# High School Archery Raffle



## Trapper62 (Mar 3, 2003)

Okay I will try to keep this short!

I am the principal at Dunseith High School and last year we started the National Archery in the Schools Program (NASP) as part of our P.E. curriculum. The NDGF Dept. also sponsored the first State High School Tournament last year, which we competed in and saw great success.

Our High School team consisted of 23 students in grades 7-12; we won the high school division and earned a spot at the National NASP Tournament in Louisville, KY. We scrambled and with the aide of a lot of local people, organizations and the NDBA we managed to acquire the money to attend.

Individually we placed as follows: HS Girls we placed 2nd, 4th, and 5th; 
HS Boys we placed 2nd, 3rd, and 5th; 
MS Boys we placed 1st, 2nd, and 3rd.

This is a great program and I encourage each of you to talk to your local schools and offer to help get this going, the kids love it and enjoy it. You don't have to be a jock to see success in NASP.

So here is my request:

We are hoping to again qualify for National's next year and if we do this we need to do major fund raisers so we have started our first one.

A raffle consisting of all archery items: 
1st prize is a Mathews Outback Compound Bow

I am not sure the poundage of the bow, but Mathews is sending along a form that will allow the winner to take it to any Mathew's dealer and exchange the bow for a Mathews Outback set up to fit the winners draw length and desired poundage.

2nd prize is an Ameristep 360 Blind (Mossy Oak Break-up camo), 
3rd prize is a 15' Ladder Stand, 
4th prize is a Plano hard side bow case, 
5th prize is Mossy Oak Camo Hydration Pack.

We are selling tickets for $10.00 each and are selling only 500 tickets. The drawing will be held September 4th, the opener of the 2009 archery season.

If anyone would like to purchase a ticket to help us out, you can do this as follows:

Email me that you want to purchase a ticket or tickets, your name, address and phone # and I will mark you down on the ticket stub(s), when your money arrives I will email you with your ticket number(s). If someone on here wins I will mail your prize to you, shipping costs will be on us!

Please do not request tickets on here, instead email requests to me at [email protected] and I will acknowledge your request with a return email as well as an address to send the money to.

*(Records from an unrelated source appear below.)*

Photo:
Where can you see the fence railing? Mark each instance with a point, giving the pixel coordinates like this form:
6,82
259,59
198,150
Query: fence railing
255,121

Thanks for reading this and thanks to all who choose to purchase tickets! 
You can read about the tournament in the May ND Outdoors or hear about our team on the game and fish website

Here is a picture of our team in the waiting area of the NASP National Tournament.


----------



## rammsack (Jul 9, 2009)

Man that is awesome... wish they had something like that when i was in high school


----------



## Ref (Jul 21, 2003)

I sent my donation to Pat at Dunseith H.S. a couple of days ago.


----------



## Trapper62 (Mar 3, 2003)

Thanks guys, yes it is an a great program. These kids worked hard and did a great job representigng our school.

I hope that others work to bring this into thier schools as well! I need to give the G&F props on this one though, they did a great job on the training and promoting of the NASP program.


----------



## DuckerIL (Dec 9, 2005)

My check was sent early in the week. Get behind this, it's a great program.


----------